La corporation se trouvait placée sous l'autorité du Grand
Panetier, nommé par le roi et assisté par le Maître des
boulangers et douze jurés chargés de veiller à
l'exécution des règlements de la profession.
En raison de la rudesse de leur métier, les boulangers
bénéficiaient à cette époque de privilèges :
exemption du guet ou du service militaire. Ils étaient en revanche
très contrôlés et lourdement pénalisés en cas
de fraude sur le poids ou la qualité de leurs produits. La vente de pain
corrompu, par exemple, entraînait une amende de 500 livres ; la
boulangerie pouvait être fermée pendant six mois et le four
démoli. Le professionnel pouvait encourir des peines corporelles sur la
place publique (carcan, etc.). Parfois même, ils avaient à
répondre devant la justice populaire, le peuple rendant souvent le
boulanger responsable de la cherté ou du manque de pain.

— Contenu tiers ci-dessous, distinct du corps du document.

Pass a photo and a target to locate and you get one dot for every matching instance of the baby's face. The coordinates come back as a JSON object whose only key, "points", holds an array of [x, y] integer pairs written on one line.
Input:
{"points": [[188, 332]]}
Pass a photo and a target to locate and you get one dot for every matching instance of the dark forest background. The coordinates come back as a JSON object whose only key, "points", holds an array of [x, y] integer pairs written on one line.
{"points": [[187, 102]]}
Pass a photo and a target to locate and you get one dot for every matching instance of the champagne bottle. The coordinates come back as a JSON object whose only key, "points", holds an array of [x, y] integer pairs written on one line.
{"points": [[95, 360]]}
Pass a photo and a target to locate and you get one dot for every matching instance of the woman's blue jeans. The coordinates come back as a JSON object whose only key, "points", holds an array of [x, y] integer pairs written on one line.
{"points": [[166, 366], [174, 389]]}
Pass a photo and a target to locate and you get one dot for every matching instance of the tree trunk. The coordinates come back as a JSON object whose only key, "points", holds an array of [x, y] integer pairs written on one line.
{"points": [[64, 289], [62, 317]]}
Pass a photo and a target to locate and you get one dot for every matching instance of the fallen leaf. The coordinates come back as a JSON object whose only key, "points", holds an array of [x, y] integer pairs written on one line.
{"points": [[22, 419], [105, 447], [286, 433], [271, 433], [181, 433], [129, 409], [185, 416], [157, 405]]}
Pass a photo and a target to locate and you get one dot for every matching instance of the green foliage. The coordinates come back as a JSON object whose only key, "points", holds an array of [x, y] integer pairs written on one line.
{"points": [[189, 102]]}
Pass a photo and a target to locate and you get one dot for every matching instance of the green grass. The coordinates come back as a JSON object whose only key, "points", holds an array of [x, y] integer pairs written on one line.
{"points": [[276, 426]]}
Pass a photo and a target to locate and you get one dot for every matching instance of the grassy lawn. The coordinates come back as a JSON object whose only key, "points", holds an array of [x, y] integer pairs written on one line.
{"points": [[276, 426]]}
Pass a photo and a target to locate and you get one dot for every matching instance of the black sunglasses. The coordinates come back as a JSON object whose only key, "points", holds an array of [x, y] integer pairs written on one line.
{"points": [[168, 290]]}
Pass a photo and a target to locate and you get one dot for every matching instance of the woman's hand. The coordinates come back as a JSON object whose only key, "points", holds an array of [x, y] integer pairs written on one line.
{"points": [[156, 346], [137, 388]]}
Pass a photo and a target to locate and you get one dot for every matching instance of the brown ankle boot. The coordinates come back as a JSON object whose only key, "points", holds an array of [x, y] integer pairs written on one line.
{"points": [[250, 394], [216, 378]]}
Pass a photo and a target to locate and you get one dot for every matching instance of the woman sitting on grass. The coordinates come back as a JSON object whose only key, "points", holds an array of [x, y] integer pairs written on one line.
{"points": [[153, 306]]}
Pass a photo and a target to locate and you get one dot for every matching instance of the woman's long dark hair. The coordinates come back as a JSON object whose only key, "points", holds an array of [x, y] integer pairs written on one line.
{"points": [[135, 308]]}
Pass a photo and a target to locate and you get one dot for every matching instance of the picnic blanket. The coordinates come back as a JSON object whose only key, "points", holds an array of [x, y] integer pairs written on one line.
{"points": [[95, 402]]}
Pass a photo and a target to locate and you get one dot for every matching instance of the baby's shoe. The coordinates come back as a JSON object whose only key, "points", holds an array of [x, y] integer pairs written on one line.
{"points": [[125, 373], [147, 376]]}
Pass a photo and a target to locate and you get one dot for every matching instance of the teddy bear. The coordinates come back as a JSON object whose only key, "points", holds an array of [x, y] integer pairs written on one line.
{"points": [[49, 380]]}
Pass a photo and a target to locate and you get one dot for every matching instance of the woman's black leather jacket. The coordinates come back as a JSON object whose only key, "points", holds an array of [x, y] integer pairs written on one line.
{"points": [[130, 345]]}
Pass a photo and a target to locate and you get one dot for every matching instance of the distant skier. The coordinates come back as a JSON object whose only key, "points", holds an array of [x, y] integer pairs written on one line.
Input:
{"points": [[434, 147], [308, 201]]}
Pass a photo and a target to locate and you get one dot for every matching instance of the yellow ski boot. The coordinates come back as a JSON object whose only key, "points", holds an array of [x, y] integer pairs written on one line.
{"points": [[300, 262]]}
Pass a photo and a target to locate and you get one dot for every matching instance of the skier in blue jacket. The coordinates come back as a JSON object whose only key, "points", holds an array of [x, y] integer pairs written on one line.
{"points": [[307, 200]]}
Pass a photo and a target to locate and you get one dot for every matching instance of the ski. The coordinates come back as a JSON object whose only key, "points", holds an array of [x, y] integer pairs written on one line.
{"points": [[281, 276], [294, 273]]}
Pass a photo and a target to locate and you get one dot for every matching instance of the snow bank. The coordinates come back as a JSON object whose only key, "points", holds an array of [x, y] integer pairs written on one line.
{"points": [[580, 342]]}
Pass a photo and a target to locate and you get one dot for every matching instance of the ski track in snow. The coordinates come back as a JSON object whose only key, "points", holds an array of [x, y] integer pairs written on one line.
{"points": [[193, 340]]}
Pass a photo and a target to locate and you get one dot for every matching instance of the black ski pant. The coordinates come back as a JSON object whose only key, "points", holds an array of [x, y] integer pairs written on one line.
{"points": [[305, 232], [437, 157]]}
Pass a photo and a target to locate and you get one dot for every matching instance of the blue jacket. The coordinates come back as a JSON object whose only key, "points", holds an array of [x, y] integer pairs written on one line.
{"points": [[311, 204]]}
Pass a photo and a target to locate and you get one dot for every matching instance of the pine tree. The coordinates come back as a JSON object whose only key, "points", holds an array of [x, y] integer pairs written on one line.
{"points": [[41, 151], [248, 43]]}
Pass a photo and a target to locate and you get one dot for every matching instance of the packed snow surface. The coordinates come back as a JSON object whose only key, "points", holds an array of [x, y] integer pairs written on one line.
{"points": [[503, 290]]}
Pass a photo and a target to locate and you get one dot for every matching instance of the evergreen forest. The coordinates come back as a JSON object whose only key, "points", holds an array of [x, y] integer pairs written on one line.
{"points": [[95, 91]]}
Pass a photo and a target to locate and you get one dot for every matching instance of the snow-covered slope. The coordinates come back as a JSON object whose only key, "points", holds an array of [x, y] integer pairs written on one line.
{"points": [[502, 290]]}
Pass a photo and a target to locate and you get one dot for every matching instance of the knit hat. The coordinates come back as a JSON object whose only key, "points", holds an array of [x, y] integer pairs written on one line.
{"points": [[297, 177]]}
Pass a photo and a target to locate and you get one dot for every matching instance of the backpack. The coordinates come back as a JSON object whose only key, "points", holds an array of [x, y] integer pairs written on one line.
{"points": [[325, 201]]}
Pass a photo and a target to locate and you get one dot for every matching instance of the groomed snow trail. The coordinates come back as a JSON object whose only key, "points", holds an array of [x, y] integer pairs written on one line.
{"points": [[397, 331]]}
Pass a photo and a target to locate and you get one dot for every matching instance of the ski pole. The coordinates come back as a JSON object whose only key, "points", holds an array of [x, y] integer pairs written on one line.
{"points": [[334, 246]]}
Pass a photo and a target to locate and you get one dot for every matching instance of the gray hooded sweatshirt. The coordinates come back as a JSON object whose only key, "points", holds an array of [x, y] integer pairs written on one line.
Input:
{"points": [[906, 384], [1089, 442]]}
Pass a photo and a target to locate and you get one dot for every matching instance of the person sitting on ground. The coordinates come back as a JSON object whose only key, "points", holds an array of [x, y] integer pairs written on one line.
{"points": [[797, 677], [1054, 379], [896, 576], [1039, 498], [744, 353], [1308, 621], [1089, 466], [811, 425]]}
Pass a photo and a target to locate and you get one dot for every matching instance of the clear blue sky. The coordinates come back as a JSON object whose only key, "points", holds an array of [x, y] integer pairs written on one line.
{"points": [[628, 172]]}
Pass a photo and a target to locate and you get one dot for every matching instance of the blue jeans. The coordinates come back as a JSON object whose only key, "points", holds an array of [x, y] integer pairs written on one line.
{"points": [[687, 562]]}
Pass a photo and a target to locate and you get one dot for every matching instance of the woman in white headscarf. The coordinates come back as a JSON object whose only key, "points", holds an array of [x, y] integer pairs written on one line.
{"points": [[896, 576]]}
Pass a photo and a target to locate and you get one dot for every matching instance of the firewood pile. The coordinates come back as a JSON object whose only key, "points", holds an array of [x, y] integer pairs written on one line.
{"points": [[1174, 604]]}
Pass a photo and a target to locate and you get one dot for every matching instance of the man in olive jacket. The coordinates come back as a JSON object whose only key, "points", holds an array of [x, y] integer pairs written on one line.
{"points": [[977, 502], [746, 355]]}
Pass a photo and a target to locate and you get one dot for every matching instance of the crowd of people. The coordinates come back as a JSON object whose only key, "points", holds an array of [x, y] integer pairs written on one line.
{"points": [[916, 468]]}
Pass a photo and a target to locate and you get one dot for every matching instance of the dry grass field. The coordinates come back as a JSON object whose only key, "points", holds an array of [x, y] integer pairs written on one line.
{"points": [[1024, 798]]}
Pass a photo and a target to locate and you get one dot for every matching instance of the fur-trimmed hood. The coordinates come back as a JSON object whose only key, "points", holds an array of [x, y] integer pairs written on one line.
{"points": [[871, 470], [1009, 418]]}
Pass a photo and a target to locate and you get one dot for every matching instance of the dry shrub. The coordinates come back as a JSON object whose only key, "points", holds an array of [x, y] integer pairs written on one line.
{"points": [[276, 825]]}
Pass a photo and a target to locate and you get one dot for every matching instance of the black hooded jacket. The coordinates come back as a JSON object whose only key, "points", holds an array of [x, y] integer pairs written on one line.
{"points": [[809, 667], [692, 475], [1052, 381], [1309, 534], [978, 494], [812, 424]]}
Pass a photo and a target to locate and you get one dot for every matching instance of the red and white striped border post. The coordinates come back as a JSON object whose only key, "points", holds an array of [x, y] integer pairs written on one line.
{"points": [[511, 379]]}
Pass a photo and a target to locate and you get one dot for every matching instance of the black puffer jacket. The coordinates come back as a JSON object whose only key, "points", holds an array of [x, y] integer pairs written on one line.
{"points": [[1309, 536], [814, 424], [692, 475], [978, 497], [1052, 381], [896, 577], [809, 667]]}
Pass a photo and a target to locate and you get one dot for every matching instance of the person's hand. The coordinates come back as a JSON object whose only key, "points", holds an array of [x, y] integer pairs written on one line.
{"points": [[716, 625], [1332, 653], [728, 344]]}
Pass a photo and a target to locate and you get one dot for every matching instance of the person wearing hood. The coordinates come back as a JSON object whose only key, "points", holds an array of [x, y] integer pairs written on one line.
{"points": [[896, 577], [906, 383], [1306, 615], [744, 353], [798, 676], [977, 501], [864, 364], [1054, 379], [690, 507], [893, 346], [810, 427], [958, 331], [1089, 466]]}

Faut-il rappeler que les premier troubles du 28 avril 1789 qui
devaient déclencher la Révolution française,
trouvèrent leur origine dans le manque de pain ? Et le
5 octobre 1789, les parisiennes ayant en vain réclamé
du pain devant l'Hôtel de Ville, marchèrent sur Versailles pour
ramener à Paris " le boulanger, la boulangère et le
mitron ".
Si la Révolution française a entraîné la suppression
des corporations et proclamé la liberté du commerce et de
l'industrie, ce fut pour une courte durée car une réglementation
soumettant l'exercice de la profession de boulanger à l'autorisation du
préfet fut prise dès le Consulat et resta en vigueur jusqu'au
décret du 22 juin 1863 qui, à nouveau, accorda une
liberté relative au commerce. Jusque là, les boulangers
étaient obligés de constituer des réserves pour
éviter les disettes et la cherté du pain. Le nombre de boulangers
se trouvait limité. Une caisse de service de la boulangerie parisienne
fut créée pour, en quelque sorte, " subventionner " le
prix du pain. Ce prix fut ensuite taxé. Un décret de 1863
supprima ces obligations, mais une taxe officieuse se substitué à
la taxe officielle. Pour finir, le prix du pain resta taxé jusqu'en 1960.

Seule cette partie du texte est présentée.